My story, My Brother.
This is for The Global Women’s Empowerment Conference In Las Vegas- Oct 24th and 25th 2019. Her Story. Click to go to their sign up site.
I was asked to share a part of my story.
My story is a rocky one to say the least- it has been a challenge- but as you open up you realize staying in a better vibration will lead to supernatural events and situations that years ago my mom would have called evil or impossible.
I know that the more you feel better, and realize you have control of the feeling, the better you will feel. It becomes a practice.
My brother killed himself on July 9 th 2018. When I got the news my immediate reaction was just sobbing tears- I couldn’t think. But I wasn’t surprised. He had struggled for a long time- nothing ever seemed to go right and he had a rough life trying to live, make ends meat and help his kids.
Sounds typical. And it was, but because of circumstances from his past it made they ride even more difficult- depression, anxiety, situations he couldn’t understand or handle, people in his life that made it harder than necessary and physical pain that no doctor could figure out all took their toll.
I call my brother brave. He made a decision that changed a lot for many people. His decision some would call selfish- but he was doing what he thought was right for him-
I understood oddly- I think in part because of all of the work I had done for myself up to that point. I was consistently staying in heart coherent vibrations that gave me a new way to feel and to be able to redefine myself.
When He Died
When he died, I remember standing in his room the next day- The room had been stripped, the carpet around his bed, his bed, the nightstand, the backing of the wall- cleaner than the rest of the room. It was surreal to say the least standing there. Knowing just a few nights before he was sleeping in this same spot.
His salt lamp had been moved across the room, and was sitting on top of a pile of things. As I was standing there I said- “Kirk, what the f***- what happened?” And that salt lamp turned on. I felt a sense of relief, I knew it was him. And I said “Why?” I wasn’t sad or angry- I just wanted to know… it was weird and is still seems weird looking back know that I wasn’t more sad then I was.

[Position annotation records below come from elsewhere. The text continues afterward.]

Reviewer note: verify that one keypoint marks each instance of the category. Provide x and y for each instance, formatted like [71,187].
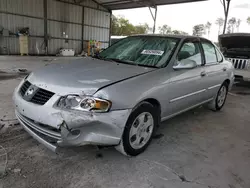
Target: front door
[215,70]
[186,88]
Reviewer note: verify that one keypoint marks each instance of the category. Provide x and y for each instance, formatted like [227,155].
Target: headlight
[84,103]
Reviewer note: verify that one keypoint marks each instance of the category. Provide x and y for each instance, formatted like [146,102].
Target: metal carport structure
[53,22]
[127,4]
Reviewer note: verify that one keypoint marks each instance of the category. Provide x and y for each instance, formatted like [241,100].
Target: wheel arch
[156,104]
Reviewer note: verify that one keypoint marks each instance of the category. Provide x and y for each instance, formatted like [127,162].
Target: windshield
[141,50]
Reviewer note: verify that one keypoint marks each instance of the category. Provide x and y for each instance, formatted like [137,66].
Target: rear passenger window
[209,51]
[219,56]
[190,51]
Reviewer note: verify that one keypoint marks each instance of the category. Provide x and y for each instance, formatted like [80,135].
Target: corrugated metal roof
[126,4]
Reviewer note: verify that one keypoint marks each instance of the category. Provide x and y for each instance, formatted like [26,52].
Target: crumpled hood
[83,76]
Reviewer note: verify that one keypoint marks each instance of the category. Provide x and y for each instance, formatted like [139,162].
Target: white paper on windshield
[153,52]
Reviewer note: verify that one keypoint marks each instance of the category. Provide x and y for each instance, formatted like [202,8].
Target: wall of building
[64,24]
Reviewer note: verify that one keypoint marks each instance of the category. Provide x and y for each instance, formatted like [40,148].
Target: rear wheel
[220,99]
[138,130]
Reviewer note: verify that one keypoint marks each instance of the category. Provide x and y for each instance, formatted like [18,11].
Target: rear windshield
[141,50]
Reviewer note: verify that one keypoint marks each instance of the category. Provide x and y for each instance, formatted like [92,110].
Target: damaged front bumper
[55,128]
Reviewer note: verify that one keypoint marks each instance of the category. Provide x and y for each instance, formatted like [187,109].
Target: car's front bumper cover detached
[55,128]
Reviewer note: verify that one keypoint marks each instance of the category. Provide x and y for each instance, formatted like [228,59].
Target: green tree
[122,27]
[165,29]
[231,24]
[220,23]
[177,32]
[141,29]
[208,28]
[198,30]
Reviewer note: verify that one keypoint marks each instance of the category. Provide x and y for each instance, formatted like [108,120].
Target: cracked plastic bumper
[58,128]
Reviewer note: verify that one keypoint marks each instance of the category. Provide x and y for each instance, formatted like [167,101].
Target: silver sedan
[119,97]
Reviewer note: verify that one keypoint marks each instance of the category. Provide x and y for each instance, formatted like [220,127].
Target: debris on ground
[17,170]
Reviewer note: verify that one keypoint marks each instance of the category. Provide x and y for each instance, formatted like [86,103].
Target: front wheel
[138,130]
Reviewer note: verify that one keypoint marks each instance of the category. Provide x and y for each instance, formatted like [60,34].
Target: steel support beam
[154,15]
[45,12]
[110,28]
[226,6]
[82,28]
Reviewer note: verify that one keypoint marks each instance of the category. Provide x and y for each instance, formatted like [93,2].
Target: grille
[24,87]
[240,63]
[41,96]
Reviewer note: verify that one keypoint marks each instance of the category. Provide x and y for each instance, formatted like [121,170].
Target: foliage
[198,30]
[238,22]
[220,23]
[165,29]
[231,25]
[208,28]
[122,27]
[177,32]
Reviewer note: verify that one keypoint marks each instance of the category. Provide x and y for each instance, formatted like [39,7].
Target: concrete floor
[197,149]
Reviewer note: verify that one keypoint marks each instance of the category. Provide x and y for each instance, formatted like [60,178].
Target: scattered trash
[99,155]
[22,70]
[158,136]
[17,170]
[3,165]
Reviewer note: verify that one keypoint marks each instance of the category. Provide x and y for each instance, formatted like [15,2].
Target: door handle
[203,73]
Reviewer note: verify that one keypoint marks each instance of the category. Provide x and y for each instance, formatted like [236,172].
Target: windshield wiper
[130,62]
[121,61]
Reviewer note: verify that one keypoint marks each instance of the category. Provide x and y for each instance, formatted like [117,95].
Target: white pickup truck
[236,48]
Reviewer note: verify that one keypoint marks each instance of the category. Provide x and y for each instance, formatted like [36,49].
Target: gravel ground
[197,149]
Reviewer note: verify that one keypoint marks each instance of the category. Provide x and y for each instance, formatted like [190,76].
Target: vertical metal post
[226,10]
[110,28]
[82,28]
[45,11]
[155,19]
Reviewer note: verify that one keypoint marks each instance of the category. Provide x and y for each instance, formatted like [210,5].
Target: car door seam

In an instant, I felt a rush of air like something swooping in and there he was standing in front of me. He appeared as a younger version, a playful seemingly whole person. I remember thinking, “HEY, WOW” and he stopped me and said “It’s not what you think.” Then he said, “Forget everything you thing you know. None of it is right- you probably are worried I’m going to hell…” And honestly I hadn’t gotten that far yet- but it was something we were taught- suicide is an automatic ticket to hell. He said, ”feel this, NO PAIN-“ he seemed so excited there was no physical pain. Then he said I want you to feel this- and he showed me through feeling the greatest 5 seconds of peace I have ever felt in my life- It stopped time and motion, and has to this day.
That understanding of peace was so intense and great that I will never forget it- It helped me understand- forget everything you think you know.
The rules we were taught to live by are not necessarily the rules of the universe or the way things really work. The governing principle and laws are actually pretty simple. His actions and his peace lead me to understand and believe this on a deeper level than I previously had.
Death is not the end, it is a step. Suicide is a decision that is painful to the survivors- if you don’t have peace.